Mothers Against Drunk Driving is one of those rare organizations that has changed society for the good*. In the 30 years since its founding, MADD has helped stigmatize drunk drinking and thereby save countless lives. (* road blocks & searches for nohting is 'for the good'? )

However, its latest campaign is misguided. MADD Canada wants the federal government to enact legislation that would allow police to conduct random breath testing.

It seems to be a popular idea. In 2009, a parliamentary committee recommended changing the law to allow such testing. Other countries already do it. An Ipsos Reid poll earlier this year, commissioned by MADD, found 77 per cent of Canadians supported the idea. Hundreds of deaths would be prevented, thousands of injuries avoided and billions in social costs saved, MADD speculates.

With so much support and so many benefits, who could object? Well, there are a few issues that warrant consideration. Currently, police are able to stop vehicles and ask drivers if they've been drinking, but police still need reasonable suspicion -- slurred speech, unsteadiness, the smell of alcohol -- to detain drivers and compel them to take a breathalyser. MADD's proposal would eliminate the need for probable cause. Police would be able to stop and detain anyone at random, with or without cause, and force them to take a breath test -- whether they'd had a drink or showed signs of impairment.

As arbitrary detention goes, this might seem like a minor inconvenience. Besides, some might argue, don't police already stop us to ask for a driver's licence and proof of ownership and insurance? Haven't we grown used to searches at airports, borders and other venues?

Maybe we have, but that doesn't justify another extension of state authority. A good liberal society is always on the watch for creeping authoritarianism.

MADD is understandably keen to save lives, especially young lives, but obtrusive measures like MADD's serve to promote the erosion of respect for authority. People begin to resent rules and regulations. They obey, but grudgingly.

At the very least, breath tests are a psychological violation of a fundamental principle of our legal system: The presumption of innocence. Anyone who has a glass of wine with dinner, sips a beer on the patio or toasts newlyweds with a flute of champagne is suddenly a potential criminal. Arbitrary breath tests represent an even greater violation. It is a bad idea to pass laws that create conditions whereby even law-abiding citizens, drinkers and non-drinkers begin to resent the police.

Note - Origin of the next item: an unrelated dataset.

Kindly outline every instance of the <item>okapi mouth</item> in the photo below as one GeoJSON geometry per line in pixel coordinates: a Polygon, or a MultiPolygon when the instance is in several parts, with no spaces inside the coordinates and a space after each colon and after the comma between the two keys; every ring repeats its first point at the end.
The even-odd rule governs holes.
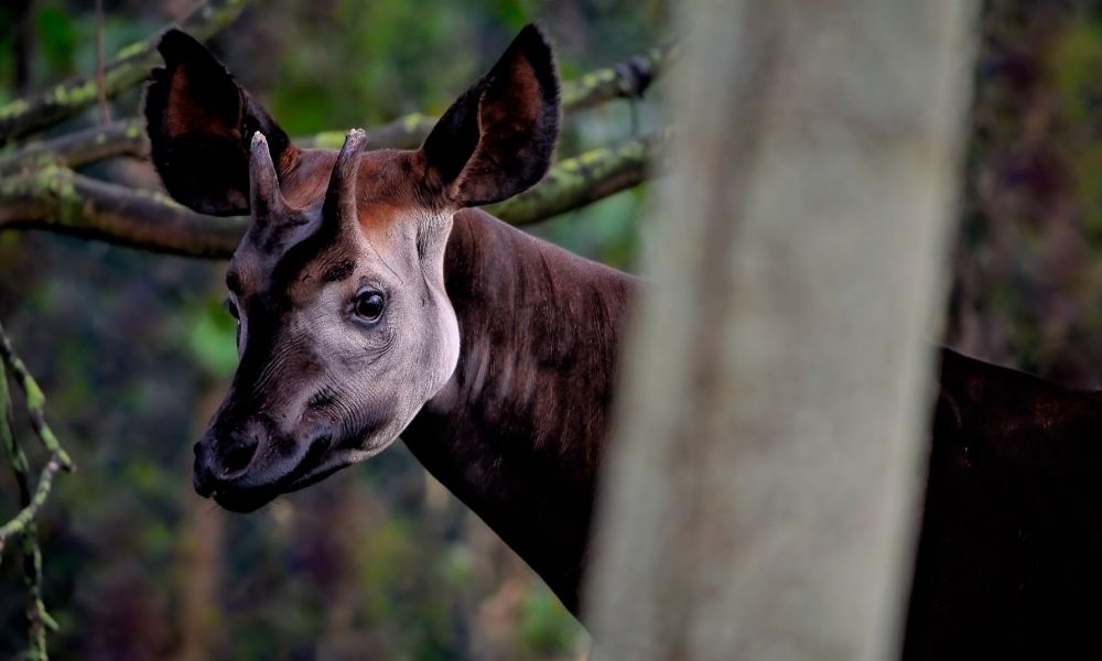
{"type": "Polygon", "coordinates": [[[209,496],[222,508],[231,512],[252,512],[283,494],[291,494],[320,483],[337,470],[359,463],[374,454],[338,447],[326,455],[328,449],[327,444],[313,445],[294,469],[270,485],[236,488],[227,485],[216,488],[209,496]]]}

Balancing public safety and state authority is always a delicate act. Usually these debates surface with regards to anti-terrorism policy, but in fact the average Canadian is more likely to be killed in a drunk driving accident than in a terrorist attack. MADD is right: Drunk driving is a scourge.

Yet we mustn't let the desire for safer roads render us insensitive to infringements of basic freedoms. Indiscriminate or random breath testing at police checkpoints, presumably set up on public roads, would represent such an infringement.